Data from a number of US ports showed a surge in vehicle exports and imports in May, as US President Donald Trump ratcheted up pressure on China and Europe to drop tariffs on US vehicles and make other changes to their trade practices. May is the most recent month for which figures are available.

In the United States, the ports of Baltimore, Jacksonvil­le, Florida; and Brunswick, Georgia – the three leading US ports for importing automobile­s – in May unloaded a combined 23,000 more cars than they did a year earlier.

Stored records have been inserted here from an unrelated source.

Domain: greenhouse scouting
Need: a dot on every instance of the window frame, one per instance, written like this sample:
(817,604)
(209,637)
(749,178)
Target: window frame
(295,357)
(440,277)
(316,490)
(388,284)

Auto exports out of Baltimore and Jacksonvil­le that month were up 39 percent and 19 percent, respective­ly, port officials said.

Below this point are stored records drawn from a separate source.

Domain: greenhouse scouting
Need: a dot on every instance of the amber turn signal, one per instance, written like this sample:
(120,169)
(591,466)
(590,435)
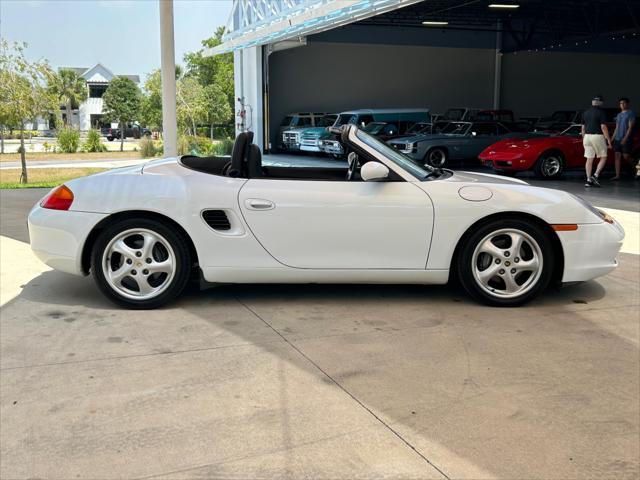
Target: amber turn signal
(59,198)
(564,227)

At the port of Long Beach, whose auto customers include Toyota Motor Corp and also Daimler AG's Mercedes-Benz, vehicle imports were up 3.4 percent in May, but exports were down 24 percent at 1,679 units.

Vehicle imports in Norfolk, Virginia, rose more than 350 percent to 3,782 vehicles, partly due to General Motors Co importing some cars from Mexico by sea to circumvent US rail network problems.

According to DataStream, which has weekly railcar loading data by product type, the four-week rolling sum of automobile car loadings hit a 14-month high in early-to-mid-May.

The increase in vehicles landing in the United States was not preceded by a surge in sales. US sales of some European and Asian autos, including BMW, Mercedes-Benz and Toyota, are flat to down this year.

Mercedes-Benz, BMW, Toyota and Nissan Motor Co Ltd did not respond to requests for comment.

Trump said on Friday his administra­tion's investigat­ion into whether to increase tariffs on cars from the European Union and other trading partners would be completed in three to four weeks.

Last week two major auto trade groups warned that imposing tariffs on imported vehicles would cost hundreds of thousands of auto jobs, dramatical­ly hike prices on vehicles and threaten industry spending on self-driving cars.

Even without tariffs, automakers and analysts were already expecting US new vehicle sales to fall in 2018 versus last year, creating a highly competitiv­e market.